Static Analysis of Python Reference Counts
I've written a static analysis tool that can detect reference-counting errors made in Python extension modules written in C. We'll run the tool on all such code in Fedora 17 and make an effort to fix as many problems as time allows.
- Name: Dave Malcolm
- Email: email@example.com
- Targeted release: Fedora 17
- Last updated: 2012-03-05
- Percentage of completion: 75%
The code works, and has found real bugs, but still contains bugs itself. It's only been run on a small subset of the Python code in Fedora.
- the gcc-4.7 incompatibility has been fixed (in v0.9 of the plugin), and it's been built into rawhide for F17.
- wrote an automated script for running the tool on a mock build, and generating a triaged report on the issues found
- created a tracker bug for the errors found using the tool: https://bugzilla.redhat.com/showdependencytree.cgi?id=789472
- only run it on source files that include <Python.h> (implemented in git; not yet in a tarball release)
- automated running it on all code in Fedora using mock, injecting the plugin
IN PROGRESS: I'm working through the builds, going through the results, fixing the bugs in the checker itself, and reporting/fixing the real bugs that it finds.
Detailed status can be seen via the tracker bug and via a status file covering both bugs filed and those SRPMs for which bugs have not yet been filed (with reasons)
- 54 bugs filed for src.rpms, where the checker found genuine problems (14%)
- 50 src.rpms not requiring a bug to be filed (13%)
- 78 src.rpms waiting on fix for C++ support (21%)
- 17 src.rpms waiting on better SWIG support (4%)
- 172 src.rpms requiring other followup work (46%)
out of 369 total src.rpms (that link against libpython2.7)
This is the continuation of the "Static Analysis of CPython Extensions" Fedora 16 feature.
Python makes it relatively easy to write wrapper code for C and C++ libraries, acting as a "glue" from which programs can be created.
Unfortunately, such wrapper code must manually manage the reference-counts of objects, and mistakes here can lead to /usr/bin/python leaking memory or segfaulting. There's also plenty of code out there that doesn't check for errors.
In Fedora 16, we shipped an initial version of a static analysis tool I've written (gcc-with-cpychecker), implementing some basic checks.
The latest version of the checker can now detect reference-counting bugs, along with paths through code that doesn't properly handle errors from the Python extension API, and I've already used it to patch some significant memory leaks.
Benefit to Fedora
We use Python throughout Fedora, so it's important for our implementation to be robust. The core language and standard library are high-quality, but the "long tail" of 3rd party C extension modules can often contain reference-counting bugs. These typically manifest as memory leaks. The static analysis tool can detect these and help us eliminate them. (It also means that 3rd-party Python code benefits from being in Fedora).

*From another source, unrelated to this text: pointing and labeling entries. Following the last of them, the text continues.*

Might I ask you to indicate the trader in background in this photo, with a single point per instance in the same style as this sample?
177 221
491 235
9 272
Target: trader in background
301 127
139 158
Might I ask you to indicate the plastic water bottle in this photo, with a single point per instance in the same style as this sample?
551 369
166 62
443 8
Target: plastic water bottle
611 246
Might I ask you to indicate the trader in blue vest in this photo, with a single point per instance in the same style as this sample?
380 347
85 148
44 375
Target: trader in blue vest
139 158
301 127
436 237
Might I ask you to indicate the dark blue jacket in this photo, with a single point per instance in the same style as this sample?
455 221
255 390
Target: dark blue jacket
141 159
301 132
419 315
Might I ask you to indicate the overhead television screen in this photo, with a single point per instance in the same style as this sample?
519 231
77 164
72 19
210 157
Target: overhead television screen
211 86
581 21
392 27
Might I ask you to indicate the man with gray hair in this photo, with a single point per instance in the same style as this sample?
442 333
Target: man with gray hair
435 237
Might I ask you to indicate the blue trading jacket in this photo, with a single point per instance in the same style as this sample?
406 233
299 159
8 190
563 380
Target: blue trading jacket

My hope was to integrate this with Fedora's packaging, so that all C extension modules packaged for Python 2 and Python 3 can be guaranteed free of such errors (by adding hooks to the python-devel and python3-devel packages).
Unfortunately it's not possible to get the signal:noise ratio good enough in time for Fedora 17 for that.
The plan now is to automate running it on all of the C extension modules in Fedora 17, and to analyze the results. Initially bugs would be filed against the tool itself (gcc-python-plugin), and I would then triage them; genuine bugs would be reassigned to the appropriate components, and I'd try to fix the high-value ones, sending fixes upstream. However, this is a large task, and I'm likely to need help from package owners and other Python developers. False positives would thus remain as bugs in the checker itself, and I'd work on fixing them.
Work to be done:
- there's a gcc-4.7 incompatibility that will need a couple of days to fix
- automate running it on all code
- go through the results, fixing the bugs in the checker itself, and reporting/fixing the real bugs that it finds.
How To Test
It's not clear that we need this section; the feature covers a distro-wide bug-fixing push.
I *have* written an extensive selftest suite for the checker itself, which is run when it is built.
Non-technical end-users of Fedora should see no difference (other than more a robust operating system).
For examples of the output from the checker, see: http://dmalcolm.livejournal.com/6560.html
This is implemented via a GCC plugin that embeds Python; the checker itself is implemented in Python.
Given that this "Feature" is essentially a bug-sweep (using a new tool), we'll do as much as we can by the deadline. Any that's been done is an improvement to Fedora, but if the amount doesn't look impressive, we can drop this as a feature.